Doing this for the design of materials is, however, complicated by the fact that we need to optimize multiple properties at the same time. There are often trade-offs between the properties we want to optimize, i.e., we cannot find a single optimum spot on the map, and the best we can do is to find the set of the best compromises. To avoid introducing biases in this process, we have implemented a method that allows to identify this set of best compromises (the Pareto frontier) with high confidence. You can find more information about this in our paper and an open-source implementation on GitHub.

Represenations and models of chemistry

For machine learning to work, it is important to work on actionable representations that are predictive. I think thank foundation models can help us reveal some of the tacit knowledge of chemistry.
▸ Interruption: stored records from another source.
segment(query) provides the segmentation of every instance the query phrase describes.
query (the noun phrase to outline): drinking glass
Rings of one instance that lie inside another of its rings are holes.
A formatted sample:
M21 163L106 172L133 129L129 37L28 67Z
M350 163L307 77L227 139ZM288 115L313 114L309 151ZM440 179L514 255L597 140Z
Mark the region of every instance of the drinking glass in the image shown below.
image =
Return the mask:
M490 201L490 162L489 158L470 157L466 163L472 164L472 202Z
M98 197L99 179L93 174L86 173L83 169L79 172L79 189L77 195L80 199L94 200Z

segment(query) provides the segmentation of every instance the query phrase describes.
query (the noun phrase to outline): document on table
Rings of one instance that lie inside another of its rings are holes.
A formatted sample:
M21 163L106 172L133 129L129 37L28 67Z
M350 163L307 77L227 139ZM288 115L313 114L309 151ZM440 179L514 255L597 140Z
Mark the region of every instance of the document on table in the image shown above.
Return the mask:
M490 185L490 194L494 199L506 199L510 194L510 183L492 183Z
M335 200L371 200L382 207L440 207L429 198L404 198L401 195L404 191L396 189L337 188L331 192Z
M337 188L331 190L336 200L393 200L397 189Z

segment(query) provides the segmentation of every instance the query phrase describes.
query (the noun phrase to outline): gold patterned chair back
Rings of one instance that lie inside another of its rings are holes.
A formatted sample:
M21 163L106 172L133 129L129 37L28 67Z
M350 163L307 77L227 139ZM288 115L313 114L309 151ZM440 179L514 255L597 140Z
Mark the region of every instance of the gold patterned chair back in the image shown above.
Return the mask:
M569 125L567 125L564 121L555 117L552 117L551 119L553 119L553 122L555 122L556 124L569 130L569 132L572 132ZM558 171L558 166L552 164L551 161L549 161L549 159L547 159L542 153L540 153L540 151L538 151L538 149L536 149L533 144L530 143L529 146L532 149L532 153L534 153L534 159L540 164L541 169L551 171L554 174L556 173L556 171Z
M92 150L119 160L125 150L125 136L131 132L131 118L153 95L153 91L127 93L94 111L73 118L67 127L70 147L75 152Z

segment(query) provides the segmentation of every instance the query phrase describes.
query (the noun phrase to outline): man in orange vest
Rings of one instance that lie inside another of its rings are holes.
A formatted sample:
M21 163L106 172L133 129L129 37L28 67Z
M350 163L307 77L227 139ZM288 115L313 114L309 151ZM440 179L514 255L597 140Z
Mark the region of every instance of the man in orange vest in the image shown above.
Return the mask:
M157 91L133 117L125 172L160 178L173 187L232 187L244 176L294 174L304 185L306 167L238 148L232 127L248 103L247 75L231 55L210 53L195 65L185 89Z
Making data machine actionable

How can we generate an effective assistant for chemists to answer questions such as “find all MOFs that can be made in one step in a solvothermal synthesis in water?” To answer questions like these, we need data in a form that cannot only be read by a machine but also understood in order to perform actions.

In order to ensure that data is an afterthought in chemistry, I got involved in the development of an open-source ELN, the cheminfo ELN (which development is led by Luc Patiny, our perspective article gives a good overview of our vision for the development of this platform). In contrast to many other ELNs, machine-actionable data is at the core of the ELN. This enables us to perform various actions on the data directly in the browser.
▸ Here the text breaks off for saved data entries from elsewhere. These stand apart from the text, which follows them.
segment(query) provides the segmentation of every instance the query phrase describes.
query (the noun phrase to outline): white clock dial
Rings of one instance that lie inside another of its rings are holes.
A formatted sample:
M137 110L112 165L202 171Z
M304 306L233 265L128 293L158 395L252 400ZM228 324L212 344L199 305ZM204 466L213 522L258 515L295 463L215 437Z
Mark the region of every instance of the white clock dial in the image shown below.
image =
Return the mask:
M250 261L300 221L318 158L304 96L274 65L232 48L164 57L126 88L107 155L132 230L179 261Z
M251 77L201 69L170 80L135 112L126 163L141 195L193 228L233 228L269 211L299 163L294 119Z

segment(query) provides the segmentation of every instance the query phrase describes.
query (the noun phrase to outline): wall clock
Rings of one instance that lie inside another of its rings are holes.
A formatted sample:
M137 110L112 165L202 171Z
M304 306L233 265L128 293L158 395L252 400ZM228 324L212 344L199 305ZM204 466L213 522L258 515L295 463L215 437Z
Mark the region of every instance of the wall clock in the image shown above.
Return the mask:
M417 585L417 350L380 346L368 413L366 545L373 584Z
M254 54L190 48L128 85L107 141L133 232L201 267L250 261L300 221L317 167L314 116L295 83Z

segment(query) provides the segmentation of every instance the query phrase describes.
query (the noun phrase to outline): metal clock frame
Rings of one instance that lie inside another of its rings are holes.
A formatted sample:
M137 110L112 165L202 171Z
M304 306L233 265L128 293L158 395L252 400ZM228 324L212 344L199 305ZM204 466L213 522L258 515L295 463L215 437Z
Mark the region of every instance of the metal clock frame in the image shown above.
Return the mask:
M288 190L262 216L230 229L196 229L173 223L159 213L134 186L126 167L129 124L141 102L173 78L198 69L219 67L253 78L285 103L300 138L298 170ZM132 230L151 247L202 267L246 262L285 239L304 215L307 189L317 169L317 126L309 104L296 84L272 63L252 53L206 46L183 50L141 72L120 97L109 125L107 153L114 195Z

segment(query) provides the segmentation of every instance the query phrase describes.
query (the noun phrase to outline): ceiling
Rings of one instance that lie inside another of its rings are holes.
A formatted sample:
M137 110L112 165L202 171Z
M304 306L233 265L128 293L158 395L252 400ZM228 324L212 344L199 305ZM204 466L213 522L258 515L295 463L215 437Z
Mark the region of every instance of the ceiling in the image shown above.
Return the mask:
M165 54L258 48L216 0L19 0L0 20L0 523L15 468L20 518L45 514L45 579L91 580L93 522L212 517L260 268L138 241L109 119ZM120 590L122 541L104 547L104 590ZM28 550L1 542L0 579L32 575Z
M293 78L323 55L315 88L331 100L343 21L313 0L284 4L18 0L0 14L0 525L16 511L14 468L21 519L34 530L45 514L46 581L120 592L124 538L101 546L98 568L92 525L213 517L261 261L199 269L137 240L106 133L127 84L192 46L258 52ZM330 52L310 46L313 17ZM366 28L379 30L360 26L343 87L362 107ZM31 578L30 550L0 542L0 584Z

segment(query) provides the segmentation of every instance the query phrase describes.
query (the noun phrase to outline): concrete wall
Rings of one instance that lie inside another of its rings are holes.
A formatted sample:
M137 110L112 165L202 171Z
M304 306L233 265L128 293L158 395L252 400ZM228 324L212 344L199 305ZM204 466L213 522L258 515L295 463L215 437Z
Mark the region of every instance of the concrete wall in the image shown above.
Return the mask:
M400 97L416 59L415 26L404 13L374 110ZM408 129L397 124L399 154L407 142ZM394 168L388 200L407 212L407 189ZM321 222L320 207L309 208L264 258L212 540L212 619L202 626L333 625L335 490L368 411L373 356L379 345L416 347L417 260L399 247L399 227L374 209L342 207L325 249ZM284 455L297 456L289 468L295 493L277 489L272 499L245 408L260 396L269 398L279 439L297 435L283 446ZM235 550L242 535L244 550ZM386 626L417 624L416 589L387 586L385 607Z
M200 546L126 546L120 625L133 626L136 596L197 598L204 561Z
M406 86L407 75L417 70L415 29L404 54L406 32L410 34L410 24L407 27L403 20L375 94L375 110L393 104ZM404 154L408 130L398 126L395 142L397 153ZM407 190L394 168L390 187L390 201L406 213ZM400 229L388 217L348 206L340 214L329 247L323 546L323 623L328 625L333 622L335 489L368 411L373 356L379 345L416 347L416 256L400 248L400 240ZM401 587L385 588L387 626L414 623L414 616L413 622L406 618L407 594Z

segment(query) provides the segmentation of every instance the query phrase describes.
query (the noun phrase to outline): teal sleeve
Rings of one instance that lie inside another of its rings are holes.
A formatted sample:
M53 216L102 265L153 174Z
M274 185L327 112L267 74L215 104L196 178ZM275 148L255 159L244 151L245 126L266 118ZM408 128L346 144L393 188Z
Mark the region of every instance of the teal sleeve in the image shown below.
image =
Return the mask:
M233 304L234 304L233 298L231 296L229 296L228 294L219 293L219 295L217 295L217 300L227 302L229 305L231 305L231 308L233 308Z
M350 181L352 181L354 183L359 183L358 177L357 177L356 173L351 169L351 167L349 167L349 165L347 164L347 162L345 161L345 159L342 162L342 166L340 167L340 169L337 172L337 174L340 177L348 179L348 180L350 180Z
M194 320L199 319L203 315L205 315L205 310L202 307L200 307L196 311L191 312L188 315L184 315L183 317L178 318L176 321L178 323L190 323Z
Request simulations to compare experimental data with theoretical predictions

In many cases, we can only make sense of experimental data if we compare it to theoretical predictions. For instance, isotherms measure how much gas a material can adsorb as a function of pressure. Clearly, it can adsorb more if there are defects, such as missing linkers, and less if it is incompletely activated. However, to make those statements, one needs to compare to the isotherm of the “ideal” material. This is something one can do with simulations.

Predict or look up XRD patterns on the fly.
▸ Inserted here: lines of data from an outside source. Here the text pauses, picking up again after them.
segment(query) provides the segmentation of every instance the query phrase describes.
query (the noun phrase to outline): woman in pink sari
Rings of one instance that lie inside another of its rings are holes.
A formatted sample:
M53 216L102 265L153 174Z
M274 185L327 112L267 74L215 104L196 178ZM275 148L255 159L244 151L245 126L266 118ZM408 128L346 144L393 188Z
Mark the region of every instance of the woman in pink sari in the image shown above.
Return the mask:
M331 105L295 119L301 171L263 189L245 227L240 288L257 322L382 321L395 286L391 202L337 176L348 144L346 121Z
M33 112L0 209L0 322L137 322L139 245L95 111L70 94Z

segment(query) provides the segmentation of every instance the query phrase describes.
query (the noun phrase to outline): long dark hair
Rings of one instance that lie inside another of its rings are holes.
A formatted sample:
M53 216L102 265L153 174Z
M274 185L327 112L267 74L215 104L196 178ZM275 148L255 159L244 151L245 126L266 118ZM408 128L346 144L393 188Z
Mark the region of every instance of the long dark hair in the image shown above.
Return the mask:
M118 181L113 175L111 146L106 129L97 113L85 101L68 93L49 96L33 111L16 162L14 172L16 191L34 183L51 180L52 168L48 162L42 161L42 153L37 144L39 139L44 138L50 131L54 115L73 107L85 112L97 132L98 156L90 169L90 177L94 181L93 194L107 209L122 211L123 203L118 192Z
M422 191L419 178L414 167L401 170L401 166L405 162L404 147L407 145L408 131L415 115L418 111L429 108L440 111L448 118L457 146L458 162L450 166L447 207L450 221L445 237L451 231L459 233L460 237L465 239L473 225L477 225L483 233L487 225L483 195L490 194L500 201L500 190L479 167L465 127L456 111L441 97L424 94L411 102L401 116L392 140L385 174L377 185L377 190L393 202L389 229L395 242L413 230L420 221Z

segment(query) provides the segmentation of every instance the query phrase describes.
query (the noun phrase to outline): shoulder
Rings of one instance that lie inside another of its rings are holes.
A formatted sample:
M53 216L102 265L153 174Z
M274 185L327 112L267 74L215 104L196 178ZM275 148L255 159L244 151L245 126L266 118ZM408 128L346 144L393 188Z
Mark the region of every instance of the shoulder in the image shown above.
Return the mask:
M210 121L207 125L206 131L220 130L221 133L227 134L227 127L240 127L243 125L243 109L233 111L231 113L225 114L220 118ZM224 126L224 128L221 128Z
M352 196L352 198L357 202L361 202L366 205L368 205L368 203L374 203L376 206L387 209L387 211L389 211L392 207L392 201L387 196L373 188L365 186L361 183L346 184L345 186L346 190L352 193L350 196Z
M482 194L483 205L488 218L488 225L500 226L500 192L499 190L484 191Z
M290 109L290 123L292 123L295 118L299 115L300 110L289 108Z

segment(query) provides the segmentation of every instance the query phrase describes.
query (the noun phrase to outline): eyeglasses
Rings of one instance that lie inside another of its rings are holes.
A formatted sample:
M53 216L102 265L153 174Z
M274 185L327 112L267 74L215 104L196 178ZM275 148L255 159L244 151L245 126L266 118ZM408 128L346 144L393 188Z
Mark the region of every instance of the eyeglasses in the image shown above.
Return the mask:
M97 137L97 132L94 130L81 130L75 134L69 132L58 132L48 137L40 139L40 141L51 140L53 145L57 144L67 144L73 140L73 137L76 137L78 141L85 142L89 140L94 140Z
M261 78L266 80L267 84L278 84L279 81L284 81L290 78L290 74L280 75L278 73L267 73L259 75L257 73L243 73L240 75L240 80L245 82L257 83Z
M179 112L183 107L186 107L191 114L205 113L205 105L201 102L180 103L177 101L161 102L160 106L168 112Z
To make such comparisons routine — but also to create rich datasets with data from both simulations and experiments — we made it very easy to “request” simulations from within the ELN, by linking it to simulation platforms such as AiiDAlab or web services.

Create digital supporting information documents

Digital supporting information. The data is machine actionable and alive.

Once data is stored in a digital and machine-actionable form, we can use it to create electronic supporting information documents with just one click. In the cheminfo ELN, we make this possible by allowing users to export all their data to Zenodo. There, the data is accessible in a machine-actionable form and can interactively be explored in the browser. You can find an example of such a supporting information document here.